Face à la pénurie, le marché noir et les ventes illégales ont aussi pris le relais, entraînant une forte spéculation sur les prix de l’oxygène. Le prix d’une bouteille a été multiplié par dix depuis le début de la pandémie, jusqu’à atteindre entre 3 500 et 6 000 soles (900-1500 euros). Cette somme est le plus souvent beaucoup trop élevée, alors plusieurs familles s’endettent ou se cotisent entre elles.

Pour mettre fin à la pénurie, le gouvernement a publié un décret d’urgence jeudi 4 juin. Il y fait de l’oxygène une « ressource d’intérêt stratégique ». Cette mesure rend donc l’utilisation médicale de l’oxygène prioritaire sur ses emplois industriels. De l’oxygène a aussi été importé des États voisins.

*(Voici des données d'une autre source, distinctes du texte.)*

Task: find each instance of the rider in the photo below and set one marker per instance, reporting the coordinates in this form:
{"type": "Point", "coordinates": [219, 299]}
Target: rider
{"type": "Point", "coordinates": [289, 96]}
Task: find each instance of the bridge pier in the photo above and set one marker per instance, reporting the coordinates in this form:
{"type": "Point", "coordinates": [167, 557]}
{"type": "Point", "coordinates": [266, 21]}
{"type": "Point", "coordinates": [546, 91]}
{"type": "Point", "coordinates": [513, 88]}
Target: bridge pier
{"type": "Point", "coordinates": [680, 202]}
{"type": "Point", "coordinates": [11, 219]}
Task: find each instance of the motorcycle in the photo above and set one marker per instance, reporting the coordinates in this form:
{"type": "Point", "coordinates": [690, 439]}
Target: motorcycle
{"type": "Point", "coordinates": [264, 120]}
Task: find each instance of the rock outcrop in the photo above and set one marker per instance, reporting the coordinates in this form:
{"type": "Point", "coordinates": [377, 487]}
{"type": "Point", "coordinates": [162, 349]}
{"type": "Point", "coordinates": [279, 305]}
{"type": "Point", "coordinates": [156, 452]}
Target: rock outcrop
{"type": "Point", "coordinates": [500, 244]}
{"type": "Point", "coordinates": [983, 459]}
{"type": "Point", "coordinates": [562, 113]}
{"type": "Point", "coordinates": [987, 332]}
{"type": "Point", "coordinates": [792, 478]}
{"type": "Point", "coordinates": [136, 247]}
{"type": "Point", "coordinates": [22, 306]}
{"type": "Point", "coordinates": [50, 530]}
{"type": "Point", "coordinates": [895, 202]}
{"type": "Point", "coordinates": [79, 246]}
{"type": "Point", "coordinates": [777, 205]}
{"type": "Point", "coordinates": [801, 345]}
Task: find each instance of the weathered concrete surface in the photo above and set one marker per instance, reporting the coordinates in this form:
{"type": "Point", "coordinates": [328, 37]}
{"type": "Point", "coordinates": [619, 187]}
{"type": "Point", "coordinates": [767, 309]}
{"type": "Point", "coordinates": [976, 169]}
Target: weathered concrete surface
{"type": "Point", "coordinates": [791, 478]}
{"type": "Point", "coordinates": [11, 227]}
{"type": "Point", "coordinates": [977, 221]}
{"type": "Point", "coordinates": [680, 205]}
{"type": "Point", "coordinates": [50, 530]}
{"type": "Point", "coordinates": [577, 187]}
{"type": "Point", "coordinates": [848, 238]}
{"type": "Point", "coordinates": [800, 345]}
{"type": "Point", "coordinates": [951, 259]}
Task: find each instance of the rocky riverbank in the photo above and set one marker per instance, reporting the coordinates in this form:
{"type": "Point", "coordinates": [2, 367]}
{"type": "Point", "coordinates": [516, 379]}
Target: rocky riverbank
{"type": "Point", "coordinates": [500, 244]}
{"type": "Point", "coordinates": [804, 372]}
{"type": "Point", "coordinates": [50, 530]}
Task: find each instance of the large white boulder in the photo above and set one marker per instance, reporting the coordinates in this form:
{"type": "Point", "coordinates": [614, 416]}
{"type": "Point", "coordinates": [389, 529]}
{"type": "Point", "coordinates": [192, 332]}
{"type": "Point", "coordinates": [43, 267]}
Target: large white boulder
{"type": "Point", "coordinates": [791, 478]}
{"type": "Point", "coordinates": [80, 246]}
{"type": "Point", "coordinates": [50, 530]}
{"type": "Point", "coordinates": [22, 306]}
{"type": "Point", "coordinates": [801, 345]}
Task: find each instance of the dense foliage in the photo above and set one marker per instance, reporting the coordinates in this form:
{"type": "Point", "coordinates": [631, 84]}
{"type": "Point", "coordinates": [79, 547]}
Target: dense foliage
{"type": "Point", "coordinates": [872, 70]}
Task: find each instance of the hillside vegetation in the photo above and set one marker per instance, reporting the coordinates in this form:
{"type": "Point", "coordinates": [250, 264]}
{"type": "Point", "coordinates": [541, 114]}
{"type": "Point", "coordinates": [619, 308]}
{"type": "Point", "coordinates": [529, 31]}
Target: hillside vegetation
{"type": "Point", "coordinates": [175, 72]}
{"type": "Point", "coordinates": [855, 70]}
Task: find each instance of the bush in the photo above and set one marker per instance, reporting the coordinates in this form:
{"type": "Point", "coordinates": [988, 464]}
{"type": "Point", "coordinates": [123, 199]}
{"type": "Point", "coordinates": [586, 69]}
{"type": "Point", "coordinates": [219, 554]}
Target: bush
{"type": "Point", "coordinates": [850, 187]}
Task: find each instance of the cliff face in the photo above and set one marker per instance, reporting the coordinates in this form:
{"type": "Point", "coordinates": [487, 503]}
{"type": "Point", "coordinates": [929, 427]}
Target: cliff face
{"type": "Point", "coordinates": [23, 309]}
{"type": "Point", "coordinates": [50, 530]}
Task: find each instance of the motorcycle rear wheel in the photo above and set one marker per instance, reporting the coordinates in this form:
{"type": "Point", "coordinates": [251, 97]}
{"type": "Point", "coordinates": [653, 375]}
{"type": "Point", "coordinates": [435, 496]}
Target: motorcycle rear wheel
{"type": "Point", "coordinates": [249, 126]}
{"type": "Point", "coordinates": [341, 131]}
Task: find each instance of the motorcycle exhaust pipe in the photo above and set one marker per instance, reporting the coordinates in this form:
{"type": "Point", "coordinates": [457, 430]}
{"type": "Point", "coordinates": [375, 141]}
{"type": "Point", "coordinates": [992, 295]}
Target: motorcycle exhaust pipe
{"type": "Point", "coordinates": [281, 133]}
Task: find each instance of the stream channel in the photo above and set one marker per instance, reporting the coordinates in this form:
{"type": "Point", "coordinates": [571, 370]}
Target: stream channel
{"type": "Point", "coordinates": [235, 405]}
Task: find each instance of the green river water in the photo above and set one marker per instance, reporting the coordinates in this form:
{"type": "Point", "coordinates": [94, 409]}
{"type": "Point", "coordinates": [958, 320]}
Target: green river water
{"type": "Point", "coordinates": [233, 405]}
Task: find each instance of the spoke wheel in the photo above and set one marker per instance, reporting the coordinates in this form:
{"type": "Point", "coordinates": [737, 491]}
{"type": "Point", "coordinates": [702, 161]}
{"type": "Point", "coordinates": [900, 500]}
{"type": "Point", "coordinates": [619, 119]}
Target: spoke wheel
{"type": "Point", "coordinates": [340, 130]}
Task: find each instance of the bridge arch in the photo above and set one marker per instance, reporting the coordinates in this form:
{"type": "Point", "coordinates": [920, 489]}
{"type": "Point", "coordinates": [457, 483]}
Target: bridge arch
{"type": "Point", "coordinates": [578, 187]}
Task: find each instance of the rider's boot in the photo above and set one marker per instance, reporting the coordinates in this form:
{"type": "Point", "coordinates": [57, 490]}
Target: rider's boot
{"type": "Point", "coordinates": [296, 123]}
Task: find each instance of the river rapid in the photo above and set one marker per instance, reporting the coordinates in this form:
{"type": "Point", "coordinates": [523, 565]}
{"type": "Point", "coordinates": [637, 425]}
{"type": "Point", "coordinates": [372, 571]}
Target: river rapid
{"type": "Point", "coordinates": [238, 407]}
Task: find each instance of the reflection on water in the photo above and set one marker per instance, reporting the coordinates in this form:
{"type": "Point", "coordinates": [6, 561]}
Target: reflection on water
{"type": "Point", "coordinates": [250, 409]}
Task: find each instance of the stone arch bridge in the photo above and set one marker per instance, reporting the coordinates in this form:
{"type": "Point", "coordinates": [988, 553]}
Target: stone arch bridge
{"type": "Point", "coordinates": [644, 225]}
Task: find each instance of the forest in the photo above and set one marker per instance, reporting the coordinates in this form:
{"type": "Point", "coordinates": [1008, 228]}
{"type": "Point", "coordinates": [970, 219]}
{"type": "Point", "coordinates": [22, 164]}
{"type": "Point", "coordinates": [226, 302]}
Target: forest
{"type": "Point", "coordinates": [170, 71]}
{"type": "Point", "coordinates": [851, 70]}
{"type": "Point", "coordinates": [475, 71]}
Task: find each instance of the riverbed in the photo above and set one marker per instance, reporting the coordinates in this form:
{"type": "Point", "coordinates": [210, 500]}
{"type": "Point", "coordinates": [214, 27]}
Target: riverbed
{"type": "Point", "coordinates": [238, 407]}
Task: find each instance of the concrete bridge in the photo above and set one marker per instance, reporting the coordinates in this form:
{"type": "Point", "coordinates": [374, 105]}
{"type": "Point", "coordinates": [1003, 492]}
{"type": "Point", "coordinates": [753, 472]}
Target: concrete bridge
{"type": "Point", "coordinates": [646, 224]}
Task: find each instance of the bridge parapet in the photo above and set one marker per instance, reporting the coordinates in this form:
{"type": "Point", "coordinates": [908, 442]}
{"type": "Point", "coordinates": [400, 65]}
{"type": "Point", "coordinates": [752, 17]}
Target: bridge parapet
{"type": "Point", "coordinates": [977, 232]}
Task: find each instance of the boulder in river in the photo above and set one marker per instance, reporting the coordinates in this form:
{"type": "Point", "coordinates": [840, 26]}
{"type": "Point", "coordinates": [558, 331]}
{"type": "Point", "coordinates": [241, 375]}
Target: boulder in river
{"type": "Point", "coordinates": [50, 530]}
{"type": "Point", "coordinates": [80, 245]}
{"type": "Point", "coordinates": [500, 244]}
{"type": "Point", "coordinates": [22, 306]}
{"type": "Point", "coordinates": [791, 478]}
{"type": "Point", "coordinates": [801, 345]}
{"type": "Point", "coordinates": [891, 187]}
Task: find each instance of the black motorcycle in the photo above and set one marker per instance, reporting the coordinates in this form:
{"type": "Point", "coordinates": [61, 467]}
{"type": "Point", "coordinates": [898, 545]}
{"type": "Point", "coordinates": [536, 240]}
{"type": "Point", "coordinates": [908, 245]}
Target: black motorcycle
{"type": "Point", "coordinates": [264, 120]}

Seulement, l’exécutif est accusé d’une gestion tardive de la crise et de la pénurie d’oxygène. Dans un rapport du 6 juin, le défenseur des droits péruvien, Walter Gutierrez, accuse le gouvernement de ne pas avoir réagi assez vite, alors qu’il a été prévenu de la future pénurie dès fin avril. Pour le défenseur des droits, même les mesures mises en place début juin sont « insuffisantes ». Il juge qu’il est nécessaire de prendre des « mesures contraignantes » à l’égard de la production et de la vente de l’oxygène médical.

Alors que la pandémie de coronavirus ralentit en Europe et reprend en Asie, l’Amérique latine et le Pérou sont de plus en plus touchés. Le docteur Ciro Maguiña Vargas estime même que le Pérou est « au début de la crise de l’oxygène, il faut agir dans les plus brefs délais ».